Computing grids on fiji.scripps.edu a Darwin-14.3.0-x86_64-i386-64bit computer

Date Mon Nov 21 10:53:41 2016

 

loading receptor: 4EK3_rec.pdbqt

loading ligand: 4EK4_lig.pdbqt

 

set box using ligand

    Box center:    23.332    28.922    29.598

    Box length:    17.250    16.500    12.000

    Box size  :        46        44        32

    padding   :     4.000

    spacing   :     0.375

 

identifying pockets using AutoSite ....

    found 1 pockets

 

    pocket|  energy | # of |Rad. of | energy |   bns    | score 

    number|         |points|gyration|per vol.|buriedness|v*b^2/rg

    ------+---------+------+--------+--------+----------+---------

        1   -120.94   267    4.12     -0.45      0.85      46.85

    merging clusters ...

done. got 267 fill Points, in 1.01 (sec)

 

setting map types using: all to ['HS', 'Mg', 'HD', 'NA', 'Fe', 'Br', 'NS', 'A', 'C', 'Mn', 'G', 'F', 'I', 'H', 'J', 'N', 'Q', 'P', 'S', 'GA', 'Z', 'Zn', 'Cl', 'Ca', 'OA', 'SA', 'OS']

 

computing maps for center=(23.332 28.922 29.598) size=(17.250 16.500 12.000) dims=(46 44 32) ...

    267 points inside the box

 

    maps computed in 5.30 (sec)

making target file ligPocket.trg ...    done.

done. 7.20 (sec)

 

Explanations:

After reading the receptor and ligand a box is set up around the ligand with a padding 5.0

set box using ligand

    Box center:    23.332    28.922    29.598

    Box length:    17.250    16.500    12.000

    Box size  :        46        44        32

    padding   :     4.000

    spacing   :     0.375

this box is then used to run AutoSite to identify pockets (i.e. clusters of fill points) within this box.

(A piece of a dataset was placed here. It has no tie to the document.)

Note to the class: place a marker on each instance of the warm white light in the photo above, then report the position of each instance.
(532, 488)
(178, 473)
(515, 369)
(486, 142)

The resulting clusters are reported in the table

identifying pockets using AutoSite ....

    found 1 pockets

 

    pocket|  energy | # of |Rad. of | energy |   bns    | score 

    number|         |points|gyration|per vol.|buriedness|v*b^2/rg

    ------+---------+------+--------+--------+----------+---------

        1   -120.94   267    4.12     -0.45      0.85      46.85

    merging clusters ...

done. got 267 fill Points, in 1.01 (sec)

the --pocketMode best option selects the best (and only) pocket in this case

The affinity maps are computed for all AutoDock4 atom types.

setting map types using: all to ['HS', 'Mg', 'HD', 'NA', 'Fe', 'Br', 'NS', 'A', 'C', 'Mn', 'G', 'F', 'I', 'H', 'J', 'N', 'Q', 'P', 'S', 'GA', 'Z', 'Zn', 'Cl', 'Ca', 'OA', 'SA', 'OS']

Next the maps and valid translational points are computed

computing maps for center=(23.332 28.922 29.598) size=(17.250 16.500 12.000) dims=(46 44 32) ...

    267 points inside the box

 

    maps computed in 6.40 (sec)

Note that some fill points identified by AutoSite might fall slightly outside the box. Such points are discarded reducing the number of translational points from 31 to 303. These points will be used by ADFR to place the ligand in the docking box during the search of the best docked pose for a given ligand.

By default, the original AutoGrid maps are saved in the target file. To trigger maps post-processing to remove translational points located inside the molecular surface and to create a potential gradient pointing form the core of the protein to the surface use -R (--processMaps) command line option.

Finally, a file containing the maps, as well as the receptor and translational points (along with meta data about the maps) is created.

    making target file ligPocket.trg ...    done.